The employer refused to provide such a list. The works council appealed and commenced legal proceedings for the provision of the list.
The Federal Labour Court (Bundesarbeitsgericht, BAG) held that there was no right of access to a permanent version of the list in an electronic form. In principle, the works committee or works council can request access to documents. This only applies to documents that the employer has. There is no right to request that certain documents be produced.
The works council also failed to show that access to such a list was necessary for it to carry out its duties. If the works council seeks to use the list to promote equal pay, it needs to specifically state which support measures require the requested information. A general reference to general tasks is not sufficient. In addition, the Court stressed that monitoring tasks focus on the present and the future, so that information from the past would be excluded per se.

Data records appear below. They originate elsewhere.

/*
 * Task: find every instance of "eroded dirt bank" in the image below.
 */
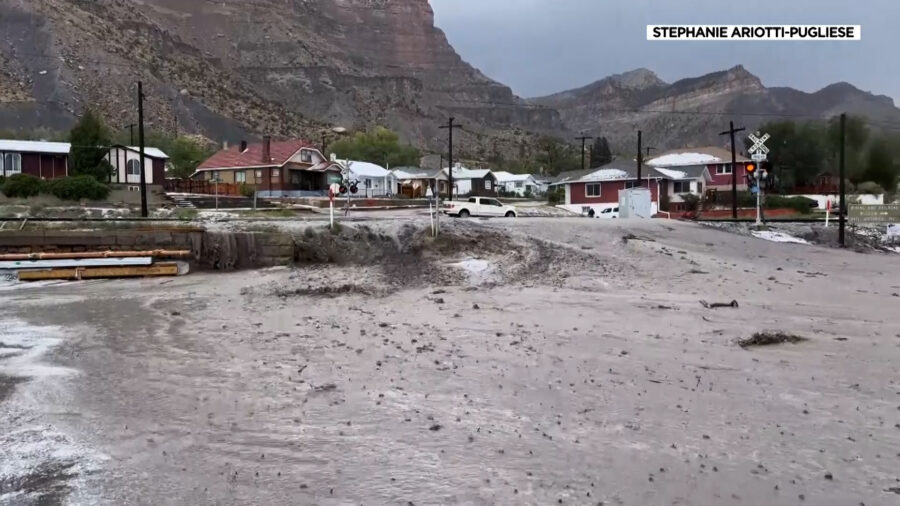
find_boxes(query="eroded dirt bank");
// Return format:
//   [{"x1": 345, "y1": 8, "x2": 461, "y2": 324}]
[{"x1": 2, "y1": 218, "x2": 900, "y2": 505}]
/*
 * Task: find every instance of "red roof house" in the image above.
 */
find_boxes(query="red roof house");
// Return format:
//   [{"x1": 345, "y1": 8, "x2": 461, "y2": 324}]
[{"x1": 192, "y1": 137, "x2": 342, "y2": 193}]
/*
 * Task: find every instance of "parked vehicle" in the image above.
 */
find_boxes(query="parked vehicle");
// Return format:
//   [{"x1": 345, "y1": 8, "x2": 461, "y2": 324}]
[
  {"x1": 444, "y1": 197, "x2": 517, "y2": 218},
  {"x1": 599, "y1": 206, "x2": 619, "y2": 219},
  {"x1": 585, "y1": 206, "x2": 619, "y2": 218}
]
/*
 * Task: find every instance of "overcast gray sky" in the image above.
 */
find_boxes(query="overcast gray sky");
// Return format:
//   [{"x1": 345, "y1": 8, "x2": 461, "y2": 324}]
[{"x1": 430, "y1": 0, "x2": 895, "y2": 102}]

The Court also discussed the limits under data protection law. The provisions of the Act to Promote Transparency in Wage Structures did not justify the provision of the lists either.
Consequences for practice
The Federal Labour Court resolutely drives forward its jurisprudence on the works council’s rights to information. This includes the encouraging trend that allows employers to refuse to provide information when the works council fails to refer to one of its specific duties. Simply reiterating the law is insufficient.
Between the lines, the Court implies that, in addition to the standards established by the Works Constitution Act, data protection standards must also be examined in the future. This means that the Court will perform a double necessity test on any claims for information – under the Works Constitution Act (specific reference to a duty) and the General Data Protection Regulation (legality of the data processing). This is welcome because the requirements of the GDPR still have to be fulfilled within the framework of the Works Constitution Act.
If the works council demands certain lists or information, such as, for example, gross wage information, access can – for now – in principle be refused on various grounds. Employers should always (have) examine(d) which specific duties the works council is performing and whether the requested information has a direct connection to that duty. The employer can reject a blanket request with a demand that the request be substantiated.